Another benefit of PVC membranes is that they are very flame resistant. Most PVC membranes can attain a Class-A fire rating. PVC can further withstand extreme temperature changes thanks to its elasticity and tends to hold up better under impact than BUR styles.
PVC thermoplastic is further UV-resistant and highly reflective. This can enhance the roof’s energy efficiency, as the structure doesn’t absorb the sun and get hot but instead reflects the ultraviolet rays.
3. Rubber Membrane
Rubber membrane roofing is also called ethylene propylene diene terpolymer, or EPDM for short. Rubber membrane roofs are lightweight and long-lasting and tend to be more durable than modified bitumen and BUR roof systems.
One con of rubber membranes is that they are quite dark in color. They thus absorb sunlight and heat and are less energy-efficient than lighter colored roofing materials.
4. Modified Bitumen
A modified bitumen roof consists of only one layer of adhesive roofing material. The material tends to be quite reflective, making for an energy-efficient roof that can help regulate building temperature and reduce heating and cooling costs.
Modified bitumen can be installed in two ways. Traditionally, a torch was used to adhere the material to the underlying structure. Without proper expertise, however, this installation method can pose a fire hazard. Modern modified bitumen roofs eliminate the need for a torch and rely on adhesive material.
One drawback of this roofing material is that it’s not as resistant to foot traffic and is thus less durable than other options like those described above.
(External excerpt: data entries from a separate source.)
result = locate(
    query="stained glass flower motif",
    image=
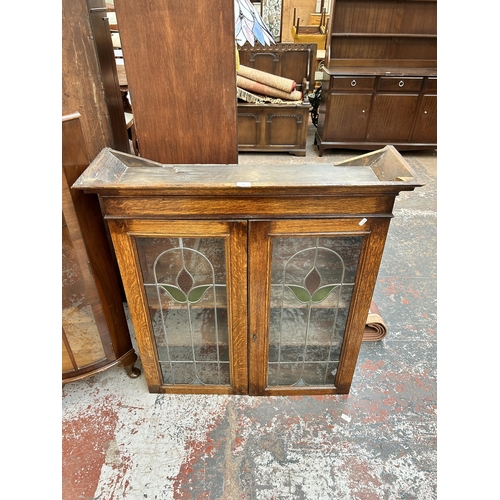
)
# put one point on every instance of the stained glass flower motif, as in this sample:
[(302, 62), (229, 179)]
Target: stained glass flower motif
[(184, 291), (312, 291)]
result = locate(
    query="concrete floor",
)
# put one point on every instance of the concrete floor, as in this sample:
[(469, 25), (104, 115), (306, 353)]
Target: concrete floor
[(379, 442)]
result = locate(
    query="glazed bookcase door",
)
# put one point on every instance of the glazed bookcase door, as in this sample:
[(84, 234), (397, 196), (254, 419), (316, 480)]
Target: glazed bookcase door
[(307, 307), (187, 296)]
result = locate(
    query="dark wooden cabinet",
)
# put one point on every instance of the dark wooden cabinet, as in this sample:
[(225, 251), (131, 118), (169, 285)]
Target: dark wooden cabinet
[(95, 333), (380, 76), (277, 127), (251, 279)]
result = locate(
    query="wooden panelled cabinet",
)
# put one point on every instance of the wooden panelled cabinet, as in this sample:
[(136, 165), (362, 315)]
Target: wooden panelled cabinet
[(380, 76), (249, 279), (277, 127), (95, 334)]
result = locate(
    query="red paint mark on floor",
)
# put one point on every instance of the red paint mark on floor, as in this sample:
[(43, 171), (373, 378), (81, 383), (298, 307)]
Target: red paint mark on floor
[(372, 366), (84, 445)]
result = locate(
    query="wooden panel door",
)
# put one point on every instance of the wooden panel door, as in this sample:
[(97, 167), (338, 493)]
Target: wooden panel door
[(180, 61), (186, 287), (347, 117), (426, 121), (311, 283)]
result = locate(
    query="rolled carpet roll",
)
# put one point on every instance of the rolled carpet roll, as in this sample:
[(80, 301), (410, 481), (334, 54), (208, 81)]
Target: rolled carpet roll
[(278, 82), (375, 328), (260, 88)]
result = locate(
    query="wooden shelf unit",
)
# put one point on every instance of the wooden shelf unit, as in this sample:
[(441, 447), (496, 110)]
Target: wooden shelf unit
[(380, 76)]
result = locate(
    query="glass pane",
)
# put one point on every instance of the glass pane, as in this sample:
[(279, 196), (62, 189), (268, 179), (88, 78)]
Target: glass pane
[(185, 283), (311, 289), (78, 319)]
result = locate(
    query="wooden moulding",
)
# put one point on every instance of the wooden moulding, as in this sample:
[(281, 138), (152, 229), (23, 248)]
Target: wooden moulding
[(113, 172)]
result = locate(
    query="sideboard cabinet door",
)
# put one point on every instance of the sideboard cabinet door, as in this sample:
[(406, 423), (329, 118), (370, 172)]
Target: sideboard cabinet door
[(309, 283), (186, 288)]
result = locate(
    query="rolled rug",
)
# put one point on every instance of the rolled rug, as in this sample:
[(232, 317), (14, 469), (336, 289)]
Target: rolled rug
[(260, 88), (277, 82), (375, 328)]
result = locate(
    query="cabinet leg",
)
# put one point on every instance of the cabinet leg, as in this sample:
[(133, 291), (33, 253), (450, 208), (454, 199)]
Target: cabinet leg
[(128, 363)]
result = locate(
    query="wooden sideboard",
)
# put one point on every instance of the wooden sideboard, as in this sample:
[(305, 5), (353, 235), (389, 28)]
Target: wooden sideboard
[(249, 279), (380, 76)]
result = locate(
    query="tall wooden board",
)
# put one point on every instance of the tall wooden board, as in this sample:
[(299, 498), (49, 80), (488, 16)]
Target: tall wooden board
[(181, 70)]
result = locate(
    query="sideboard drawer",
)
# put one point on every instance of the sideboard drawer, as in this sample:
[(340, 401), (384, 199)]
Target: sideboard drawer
[(431, 84), (353, 83), (405, 84)]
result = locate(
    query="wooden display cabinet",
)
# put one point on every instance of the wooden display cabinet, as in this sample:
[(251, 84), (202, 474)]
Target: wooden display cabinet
[(95, 333), (249, 279), (380, 76)]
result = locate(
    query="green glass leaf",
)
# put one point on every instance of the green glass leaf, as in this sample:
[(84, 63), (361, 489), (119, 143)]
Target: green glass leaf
[(322, 293), (197, 293), (300, 293), (175, 293)]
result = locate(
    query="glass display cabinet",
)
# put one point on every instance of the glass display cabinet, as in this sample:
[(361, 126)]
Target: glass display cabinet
[(95, 334), (249, 279)]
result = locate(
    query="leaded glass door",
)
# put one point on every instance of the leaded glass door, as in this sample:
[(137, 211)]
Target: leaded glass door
[(307, 308), (188, 301)]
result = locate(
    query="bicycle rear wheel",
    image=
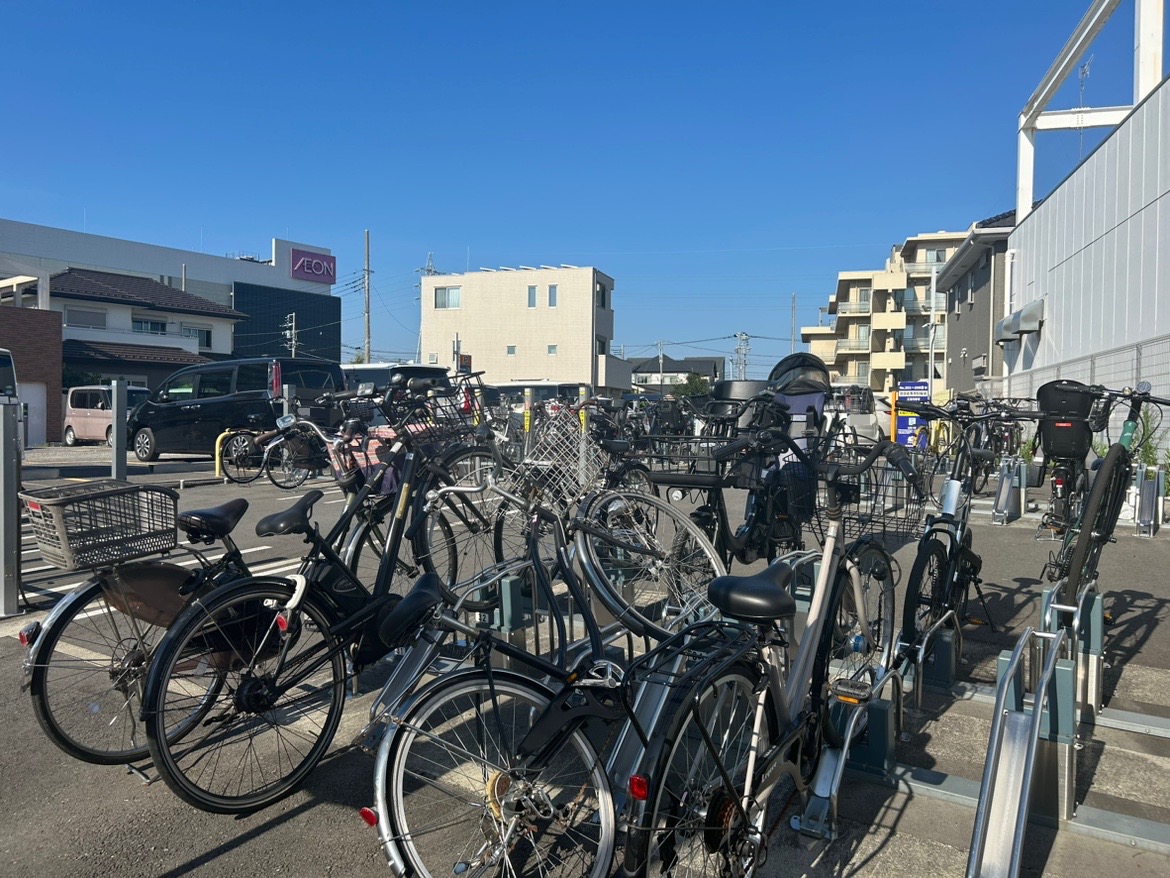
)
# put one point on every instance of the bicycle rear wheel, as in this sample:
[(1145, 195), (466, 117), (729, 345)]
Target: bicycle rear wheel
[(240, 458), (694, 823), (648, 562), (1101, 512), (458, 801), (274, 718)]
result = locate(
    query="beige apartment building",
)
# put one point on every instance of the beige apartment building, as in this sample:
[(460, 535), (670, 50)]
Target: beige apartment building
[(525, 326), (883, 324)]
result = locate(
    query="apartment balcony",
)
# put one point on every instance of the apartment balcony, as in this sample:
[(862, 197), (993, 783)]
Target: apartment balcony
[(922, 267), (920, 306), (853, 307), (888, 321), (893, 359), (854, 345)]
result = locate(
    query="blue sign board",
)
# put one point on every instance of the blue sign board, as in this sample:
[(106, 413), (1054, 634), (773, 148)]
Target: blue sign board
[(908, 424)]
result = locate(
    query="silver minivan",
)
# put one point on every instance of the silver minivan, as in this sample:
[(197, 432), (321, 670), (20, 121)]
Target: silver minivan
[(88, 412)]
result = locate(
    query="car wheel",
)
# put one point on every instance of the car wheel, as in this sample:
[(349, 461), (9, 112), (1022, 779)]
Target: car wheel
[(144, 445)]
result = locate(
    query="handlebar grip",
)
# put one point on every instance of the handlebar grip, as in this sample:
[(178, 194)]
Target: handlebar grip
[(734, 447)]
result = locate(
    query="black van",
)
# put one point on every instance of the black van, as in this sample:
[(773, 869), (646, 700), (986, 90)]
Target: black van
[(195, 404)]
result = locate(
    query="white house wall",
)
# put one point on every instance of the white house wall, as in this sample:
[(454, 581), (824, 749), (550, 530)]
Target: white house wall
[(1098, 251)]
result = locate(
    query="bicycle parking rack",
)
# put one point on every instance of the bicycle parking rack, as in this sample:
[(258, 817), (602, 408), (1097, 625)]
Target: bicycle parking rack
[(1010, 491), (1150, 489)]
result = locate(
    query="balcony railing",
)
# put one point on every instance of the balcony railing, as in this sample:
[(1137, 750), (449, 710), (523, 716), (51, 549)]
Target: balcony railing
[(853, 307), (853, 345)]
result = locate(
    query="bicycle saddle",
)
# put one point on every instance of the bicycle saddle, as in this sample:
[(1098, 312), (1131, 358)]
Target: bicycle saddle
[(217, 521), (294, 520), (758, 598)]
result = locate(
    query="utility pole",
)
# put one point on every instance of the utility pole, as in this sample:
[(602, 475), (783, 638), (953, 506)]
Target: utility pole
[(743, 347), (290, 333), (367, 296)]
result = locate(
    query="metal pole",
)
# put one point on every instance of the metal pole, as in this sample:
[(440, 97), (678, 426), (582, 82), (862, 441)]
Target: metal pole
[(118, 430), (367, 296), (9, 509)]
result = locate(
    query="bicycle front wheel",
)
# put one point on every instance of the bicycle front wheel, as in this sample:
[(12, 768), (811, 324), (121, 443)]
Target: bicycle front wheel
[(1100, 518), (648, 562), (240, 458), (460, 802), (273, 718), (88, 678), (288, 464), (694, 822)]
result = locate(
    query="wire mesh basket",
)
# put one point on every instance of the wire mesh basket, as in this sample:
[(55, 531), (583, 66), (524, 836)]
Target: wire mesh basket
[(562, 459), (102, 522), (880, 502)]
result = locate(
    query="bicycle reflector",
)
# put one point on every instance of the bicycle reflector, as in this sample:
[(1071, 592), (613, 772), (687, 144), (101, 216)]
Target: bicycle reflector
[(639, 787)]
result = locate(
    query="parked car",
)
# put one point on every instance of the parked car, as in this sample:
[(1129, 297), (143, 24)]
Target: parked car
[(89, 412), (194, 405)]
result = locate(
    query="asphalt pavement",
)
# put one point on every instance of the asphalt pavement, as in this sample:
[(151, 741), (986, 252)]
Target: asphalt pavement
[(63, 817)]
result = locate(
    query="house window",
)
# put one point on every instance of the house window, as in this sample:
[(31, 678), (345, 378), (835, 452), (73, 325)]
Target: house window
[(84, 319), (150, 327), (201, 334)]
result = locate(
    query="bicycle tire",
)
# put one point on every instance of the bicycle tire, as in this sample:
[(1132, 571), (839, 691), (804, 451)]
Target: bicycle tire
[(254, 747), (95, 717), (240, 460), (926, 590), (1099, 520), (851, 647), (288, 466), (638, 589), (448, 769), (692, 822)]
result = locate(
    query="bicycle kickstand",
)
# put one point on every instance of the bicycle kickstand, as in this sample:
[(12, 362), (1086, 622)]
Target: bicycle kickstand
[(983, 601)]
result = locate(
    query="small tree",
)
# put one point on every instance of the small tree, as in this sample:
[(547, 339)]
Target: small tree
[(695, 385)]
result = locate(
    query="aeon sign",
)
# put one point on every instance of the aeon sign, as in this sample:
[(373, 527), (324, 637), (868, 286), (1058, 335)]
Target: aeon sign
[(314, 267)]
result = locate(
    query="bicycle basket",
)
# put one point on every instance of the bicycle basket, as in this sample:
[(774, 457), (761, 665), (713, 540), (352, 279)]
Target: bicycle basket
[(101, 522), (1065, 430), (879, 502)]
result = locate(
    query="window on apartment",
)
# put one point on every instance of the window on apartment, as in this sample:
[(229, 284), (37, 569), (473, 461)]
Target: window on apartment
[(447, 297), (150, 327), (201, 333), (84, 319)]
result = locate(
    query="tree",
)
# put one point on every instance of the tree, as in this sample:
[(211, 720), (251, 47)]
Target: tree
[(695, 385)]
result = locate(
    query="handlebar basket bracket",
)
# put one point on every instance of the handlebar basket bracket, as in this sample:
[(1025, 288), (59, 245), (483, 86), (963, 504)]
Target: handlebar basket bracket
[(102, 522)]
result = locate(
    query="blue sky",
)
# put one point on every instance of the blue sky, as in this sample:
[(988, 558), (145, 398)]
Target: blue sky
[(714, 159)]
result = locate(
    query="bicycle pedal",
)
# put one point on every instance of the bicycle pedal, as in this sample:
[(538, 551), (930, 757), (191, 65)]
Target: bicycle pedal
[(851, 692)]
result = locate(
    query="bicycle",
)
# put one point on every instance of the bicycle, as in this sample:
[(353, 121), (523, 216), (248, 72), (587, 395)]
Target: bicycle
[(945, 567), (1076, 561), (85, 663)]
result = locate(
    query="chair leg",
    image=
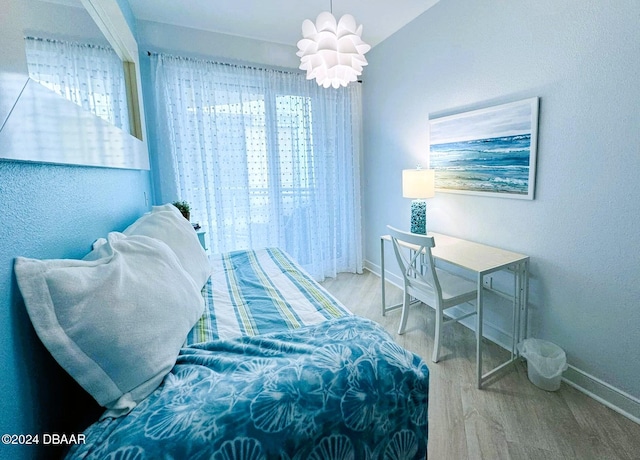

5. Thermoplastic Polyolefin (TPO)
TPO is similar to PVC in some aspects. It’s made using ethyl propylene or polypropylene rubbers and affixed as a single, flat membrane. It can be adhered to the roof deck mechanically or using an adhesive.
The roofing material is white, making it light-reflective and thus energy-efficient. One significant advantage of TPO is that it’s bendable and elastic, so it can fit diverse roof shapes, even if they’re irregular.
A coating roof is made of resin-like elastic liquid. This is poured on and then allowed to dry. It offers excellent waterproofing and adequate protection against physical damage, impact, and wind. Coating roofs can range enormously in thickness, from 3 to 40 millimeters.
There are different types of coating available, including silicone and acrylic. In general, this is an affordable roof option. It’s also highly resistant to damage from the sun, mildew, and mold. Finally, roof coatings are very reflective, making them energy efficient.
Metal roofs are commonly made of steel or aluminum. Metal roofing is exceptionally long-lasting. This roofing material is also lightweight and easy to affix. You can even install it over existing roofing materials.
Metal is naturally a good conductor of heat. This makes metal roofing ideal in chillier climates. Note that metal roofs may not be viable for fully flat roofs, however. Usually, at least a slight slope is needed to ensure a secure installation.
The Final Word on Flat Roof Types
As you can see, you have many types of flat roofs to choose from, each with its own pros and cons. The best choice depends on your precise needs and preferences. For example, while some people prioritize price, others place a premium on durability or energy-efficiency.
If you aren’t sure what flat roof type best suits your needs, consult a contractor for advice.